Significantly less is known about the zinc-finger gene,
Zim1. In mouse, this gene is part of an imprinted cluster that includes
Zim2 (MGI:1923887) and
Peg3 (MGI:104748)
[104], but a
Zim1 ortholog has not been identified to date in human. Therefore, it has been proposed that
Zim1 is a recent addition to the mouse genome that was derived via a local duplication of
Zim2. In mice,
Zim1 is maternally imprinted and is only expressed during embryogenesis, notably in the limb bud and therefore it has been suggested as having a role in limb development
[105]. Limited and unannotated RNA expression information was available from additional studies in the mouse
[103]; however, these did not address
Zim1 expression in the developing face. We therefore selected
Zim1 for experimental validation, as there was only limited knowledge of this gene and its function in mouse facial and muscle development.
Although well studied in craniofacial development, we also selected
Hoxa2 (MGI:96174) for further analysis as its expression is not normally associated with branchial arch 1, which gives rise to the mandible. Indeed,
Hoxa2 has a strong anterior limit of expression in the neural crest cells originating in rhombomere 4 that generate the mesenchyme of the second branchial arch. Moreover, the absence of Hox gene expression in more rostral tissues, including the first branchial arch, has been postulated to have enabled the evolution of the vertebrate head
[106],
[107],
[108],
[109],
[110],
[111],
[112]. We therefore decided to explore this potential novel domain of
Hoxa2 expression in more detail.
The third cluster explored was called the
synapse cluster. All the nodes contributing to the synapse cluster are unambiguously implicated in neuromuscular signaling. However, two additional nodes (
Ablim3 and
Apobec2; MGI:2442582 and MGI:1343178 respectively) fail to fit neatly into any cluster, and instead appear to straddle the synapse interaction and muscle structure clusters.
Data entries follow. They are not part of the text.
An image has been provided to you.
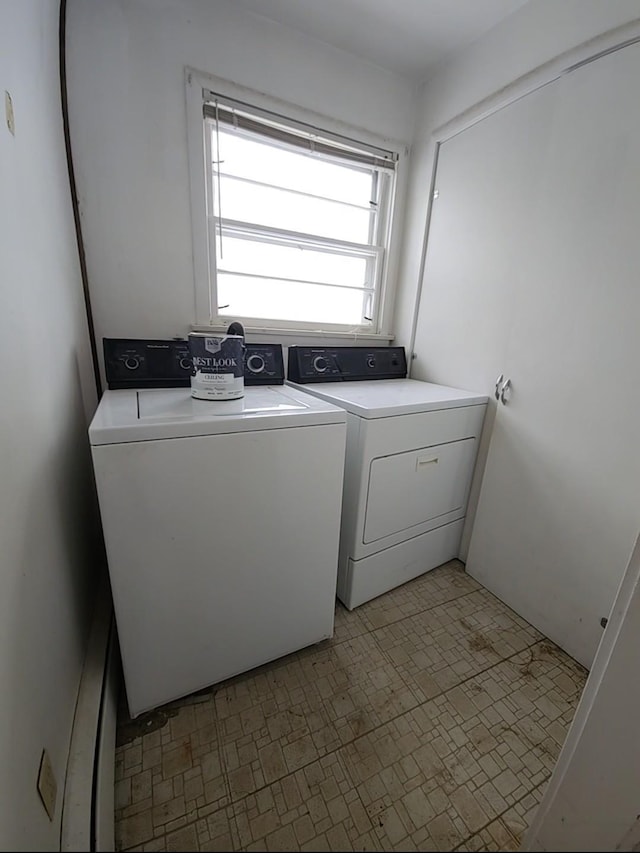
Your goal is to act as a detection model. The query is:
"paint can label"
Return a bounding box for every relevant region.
[189,332,244,400]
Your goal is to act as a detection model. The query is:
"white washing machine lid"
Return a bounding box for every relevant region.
[89,385,346,445]
[289,379,488,418]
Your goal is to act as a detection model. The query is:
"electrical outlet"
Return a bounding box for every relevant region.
[4,89,16,136]
[38,749,58,820]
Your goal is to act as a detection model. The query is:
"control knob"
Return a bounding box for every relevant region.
[313,355,329,373]
[247,353,266,373]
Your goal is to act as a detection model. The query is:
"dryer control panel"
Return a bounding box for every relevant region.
[102,338,284,389]
[287,346,407,384]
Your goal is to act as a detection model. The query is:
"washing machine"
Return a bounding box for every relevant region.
[89,339,346,717]
[287,346,487,610]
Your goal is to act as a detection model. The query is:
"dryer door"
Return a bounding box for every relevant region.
[364,438,476,544]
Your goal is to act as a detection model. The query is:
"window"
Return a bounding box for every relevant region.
[186,73,398,334]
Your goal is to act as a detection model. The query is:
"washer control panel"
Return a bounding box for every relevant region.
[102,338,192,388]
[287,346,407,384]
[102,338,284,389]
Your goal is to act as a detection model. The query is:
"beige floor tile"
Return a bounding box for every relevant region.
[114,560,586,851]
[353,560,482,631]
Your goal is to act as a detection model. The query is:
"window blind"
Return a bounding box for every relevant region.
[203,93,398,172]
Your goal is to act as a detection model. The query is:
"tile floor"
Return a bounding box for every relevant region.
[115,561,587,851]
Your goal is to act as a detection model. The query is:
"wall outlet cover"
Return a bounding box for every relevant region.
[38,749,58,820]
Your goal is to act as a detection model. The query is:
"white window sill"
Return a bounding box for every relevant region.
[191,320,395,346]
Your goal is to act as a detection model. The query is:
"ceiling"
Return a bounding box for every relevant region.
[234,0,527,81]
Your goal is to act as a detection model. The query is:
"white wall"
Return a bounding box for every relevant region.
[68,0,415,380]
[0,0,101,850]
[522,539,640,851]
[394,0,640,352]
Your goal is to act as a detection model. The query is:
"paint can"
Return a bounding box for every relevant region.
[189,332,244,400]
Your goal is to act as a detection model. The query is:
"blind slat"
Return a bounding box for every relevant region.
[203,101,397,171]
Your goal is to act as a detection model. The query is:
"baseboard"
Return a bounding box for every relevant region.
[60,577,117,853]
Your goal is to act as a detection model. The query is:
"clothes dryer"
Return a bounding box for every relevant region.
[287,347,487,610]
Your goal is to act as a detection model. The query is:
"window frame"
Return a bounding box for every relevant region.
[185,68,408,340]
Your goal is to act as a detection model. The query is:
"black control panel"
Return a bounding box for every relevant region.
[102,338,284,390]
[287,346,407,384]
Ablim3 annotation includes both the GO Molecular Function term “actin binding” GO:0003779 as well as the KEGG annotation “Axon guidance” KEGG:mmu04360. However, the annotation associated with
Apobec2 strongly indicates a role in RNA editing and processing, but gives no indication of a role in muscle (
Table S2).
The
Apobec2-associated literature revealed little consensus regarding its function.
Apobec2 has been documented as an ancestral, cardiac and skeletal muscle-specific member of the
Apobec family implicated in muscle regeneration
[113]. It has also been described as a ubiquitously expressed protein with cytidine deaminase RNA editing activity
[114]. Apobec2 knockout mice appear viable and fertile
[113] but no examination of the tongue was reported.
Apobec2 was selected for further biological investigation due to the sparse nature of current associated knowledge and its possible function in the tongue muscle development.